The shooting came as Florida lawmakers were preparing to consider legislation that would relax prohibitions on firearms. State laws allow for the purchase of rifles, handguns and shotguns without a permit, though a licence is required to carry a concealed weapon in the state.

The legislation, which was proposed last month, would eliminate some "gun free zones" in Florida - which currently include airport terminals, schools and government meetings. The bill was introduced by state Senator Greg Steube, a Republican and long-time opponent of gun-free zones.

As the false alarms subsided at the airport, the scene remained tense. Workers and passengers leaving the airport were searched by law enforcement personnel. Passengers who had been on planes on the tarmac were forced to stay in their seats, where they received updates from captains and crew members.

Television news stations showed video of medics taking care of a bleeding victim outside the airport. News helicopters showed hundreds of people standing on the tarmac as an ambulance drove by.

With the airport shut down, the Federal Aviation Administration said that flights headed to Fort Lauderdale had been delayed or diverted to other airports.

A number of travellers described harrowing moments of panic. Ms Melody Dorward and a colleague, Ms Amberly Buccholz, had just stepped off a Spirit Airways flight from Ohio when they got caught up in the tide of people who ran down the terminal.

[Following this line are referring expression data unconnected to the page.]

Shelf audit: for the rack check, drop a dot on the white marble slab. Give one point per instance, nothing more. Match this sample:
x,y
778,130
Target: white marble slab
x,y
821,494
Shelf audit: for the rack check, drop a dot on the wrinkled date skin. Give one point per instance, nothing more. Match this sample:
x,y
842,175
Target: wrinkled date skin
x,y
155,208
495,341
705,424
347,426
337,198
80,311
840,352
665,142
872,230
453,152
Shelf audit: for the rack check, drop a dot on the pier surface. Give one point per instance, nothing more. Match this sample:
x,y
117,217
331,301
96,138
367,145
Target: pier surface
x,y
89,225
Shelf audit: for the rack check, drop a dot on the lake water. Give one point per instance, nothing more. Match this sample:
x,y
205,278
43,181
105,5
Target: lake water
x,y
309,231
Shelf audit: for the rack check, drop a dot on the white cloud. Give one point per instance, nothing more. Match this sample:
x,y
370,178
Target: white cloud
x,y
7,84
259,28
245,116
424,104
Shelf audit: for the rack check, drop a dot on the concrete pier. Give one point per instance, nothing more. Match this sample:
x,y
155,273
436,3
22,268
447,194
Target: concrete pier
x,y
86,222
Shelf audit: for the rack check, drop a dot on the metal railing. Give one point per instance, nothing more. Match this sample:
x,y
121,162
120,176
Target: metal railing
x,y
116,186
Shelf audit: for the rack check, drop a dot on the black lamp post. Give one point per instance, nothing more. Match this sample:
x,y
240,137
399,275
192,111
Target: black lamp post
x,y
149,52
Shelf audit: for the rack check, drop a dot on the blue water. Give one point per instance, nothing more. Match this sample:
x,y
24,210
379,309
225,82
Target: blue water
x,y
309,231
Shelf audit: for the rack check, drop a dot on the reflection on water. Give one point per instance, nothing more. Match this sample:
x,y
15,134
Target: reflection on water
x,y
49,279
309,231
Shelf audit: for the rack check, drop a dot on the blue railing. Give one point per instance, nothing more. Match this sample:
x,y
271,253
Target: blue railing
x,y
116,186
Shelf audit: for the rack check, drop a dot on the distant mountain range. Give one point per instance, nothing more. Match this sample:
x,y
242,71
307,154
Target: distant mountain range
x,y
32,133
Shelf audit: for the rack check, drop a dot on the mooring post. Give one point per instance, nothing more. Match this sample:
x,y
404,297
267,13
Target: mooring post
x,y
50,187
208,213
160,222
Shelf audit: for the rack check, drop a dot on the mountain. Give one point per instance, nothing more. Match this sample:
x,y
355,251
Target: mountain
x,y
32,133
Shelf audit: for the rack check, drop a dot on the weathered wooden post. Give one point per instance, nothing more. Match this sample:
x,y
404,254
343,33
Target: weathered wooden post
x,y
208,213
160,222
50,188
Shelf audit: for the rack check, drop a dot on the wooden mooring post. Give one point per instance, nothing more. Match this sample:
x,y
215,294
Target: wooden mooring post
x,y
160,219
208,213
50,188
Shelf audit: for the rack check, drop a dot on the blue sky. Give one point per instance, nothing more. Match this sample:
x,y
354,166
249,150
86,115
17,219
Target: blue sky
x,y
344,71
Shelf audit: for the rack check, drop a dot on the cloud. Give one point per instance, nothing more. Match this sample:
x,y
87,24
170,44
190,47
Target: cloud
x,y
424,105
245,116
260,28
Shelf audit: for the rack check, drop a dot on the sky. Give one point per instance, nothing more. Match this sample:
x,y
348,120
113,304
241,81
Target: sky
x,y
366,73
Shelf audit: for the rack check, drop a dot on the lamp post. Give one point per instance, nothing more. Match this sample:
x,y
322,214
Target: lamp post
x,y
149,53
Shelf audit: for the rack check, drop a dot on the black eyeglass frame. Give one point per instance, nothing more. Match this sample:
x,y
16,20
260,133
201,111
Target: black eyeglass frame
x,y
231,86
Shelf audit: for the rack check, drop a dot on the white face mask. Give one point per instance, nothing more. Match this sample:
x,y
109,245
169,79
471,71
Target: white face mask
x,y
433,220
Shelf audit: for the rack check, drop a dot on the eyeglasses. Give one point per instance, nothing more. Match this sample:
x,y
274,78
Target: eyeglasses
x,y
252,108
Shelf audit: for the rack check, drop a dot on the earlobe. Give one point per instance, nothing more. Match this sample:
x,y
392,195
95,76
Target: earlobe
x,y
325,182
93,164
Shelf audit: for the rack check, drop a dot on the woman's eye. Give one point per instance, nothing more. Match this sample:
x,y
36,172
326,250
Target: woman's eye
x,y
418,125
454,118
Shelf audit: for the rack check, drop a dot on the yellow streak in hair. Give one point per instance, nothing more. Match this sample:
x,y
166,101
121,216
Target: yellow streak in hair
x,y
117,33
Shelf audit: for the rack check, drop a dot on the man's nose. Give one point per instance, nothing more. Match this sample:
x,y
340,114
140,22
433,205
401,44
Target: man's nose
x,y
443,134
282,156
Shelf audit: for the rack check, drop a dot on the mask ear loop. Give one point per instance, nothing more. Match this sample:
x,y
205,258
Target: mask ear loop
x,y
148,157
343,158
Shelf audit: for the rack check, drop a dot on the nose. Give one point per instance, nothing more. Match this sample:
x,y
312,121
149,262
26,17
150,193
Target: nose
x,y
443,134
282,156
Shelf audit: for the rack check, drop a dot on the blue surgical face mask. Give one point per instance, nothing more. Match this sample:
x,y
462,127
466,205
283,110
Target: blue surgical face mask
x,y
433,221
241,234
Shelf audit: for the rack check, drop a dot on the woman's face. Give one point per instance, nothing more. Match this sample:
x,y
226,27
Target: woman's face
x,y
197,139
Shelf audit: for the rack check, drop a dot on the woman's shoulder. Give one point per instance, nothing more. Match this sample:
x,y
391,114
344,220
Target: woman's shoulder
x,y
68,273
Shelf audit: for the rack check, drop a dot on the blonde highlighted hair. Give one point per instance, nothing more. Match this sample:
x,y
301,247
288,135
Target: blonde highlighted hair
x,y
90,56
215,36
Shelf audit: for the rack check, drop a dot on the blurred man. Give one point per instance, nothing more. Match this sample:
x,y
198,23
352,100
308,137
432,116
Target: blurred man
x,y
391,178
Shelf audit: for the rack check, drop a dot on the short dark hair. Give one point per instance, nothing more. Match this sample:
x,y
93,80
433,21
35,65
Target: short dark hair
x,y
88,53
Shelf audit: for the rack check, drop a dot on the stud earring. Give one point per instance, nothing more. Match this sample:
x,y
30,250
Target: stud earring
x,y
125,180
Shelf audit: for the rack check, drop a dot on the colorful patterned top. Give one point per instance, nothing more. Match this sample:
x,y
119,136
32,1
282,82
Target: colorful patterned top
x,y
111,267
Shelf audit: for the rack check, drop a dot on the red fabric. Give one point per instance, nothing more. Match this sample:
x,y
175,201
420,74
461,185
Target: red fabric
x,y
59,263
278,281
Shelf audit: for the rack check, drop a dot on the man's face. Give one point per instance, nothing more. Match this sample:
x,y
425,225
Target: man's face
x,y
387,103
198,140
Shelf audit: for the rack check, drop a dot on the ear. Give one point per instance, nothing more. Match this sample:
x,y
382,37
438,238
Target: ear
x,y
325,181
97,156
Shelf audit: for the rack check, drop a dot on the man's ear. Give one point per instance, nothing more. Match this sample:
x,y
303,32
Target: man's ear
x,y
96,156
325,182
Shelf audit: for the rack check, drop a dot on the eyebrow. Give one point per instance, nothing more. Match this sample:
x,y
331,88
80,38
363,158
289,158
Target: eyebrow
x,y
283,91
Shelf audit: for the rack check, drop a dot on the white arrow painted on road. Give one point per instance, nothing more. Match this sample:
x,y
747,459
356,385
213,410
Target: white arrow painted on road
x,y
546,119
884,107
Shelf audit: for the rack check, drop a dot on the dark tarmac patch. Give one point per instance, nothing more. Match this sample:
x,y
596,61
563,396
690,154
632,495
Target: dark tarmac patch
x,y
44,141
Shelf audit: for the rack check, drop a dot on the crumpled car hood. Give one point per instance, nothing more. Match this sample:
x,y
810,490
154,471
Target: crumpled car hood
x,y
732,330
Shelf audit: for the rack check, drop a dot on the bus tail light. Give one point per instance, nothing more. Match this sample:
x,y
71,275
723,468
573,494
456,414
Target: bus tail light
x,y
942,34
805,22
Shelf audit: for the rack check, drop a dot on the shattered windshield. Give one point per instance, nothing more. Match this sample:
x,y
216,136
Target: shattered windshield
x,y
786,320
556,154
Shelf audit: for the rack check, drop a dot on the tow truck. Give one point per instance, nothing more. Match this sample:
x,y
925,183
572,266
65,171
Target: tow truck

They joined in and were directed out to the tarmac, clustered there with others, shifting from spot to spot.

Rumours of more gunfire spread through the crowd, with many convinced that they had heard shots.

"I called my family to say goodbye," said Ms Dorward, 22, an e-commerce worker, "to tell them I love them."

Others asked to borrow her cellphone to do the same.

The women said they were terrified on the tarmac, unsure of where to hide or whether a second gunman was loose. They were told to crouch down, making them think they could get shot at any moment.

"We felt like we were just sitting ducks," said Ms Buccholz, 27. "It was horrible."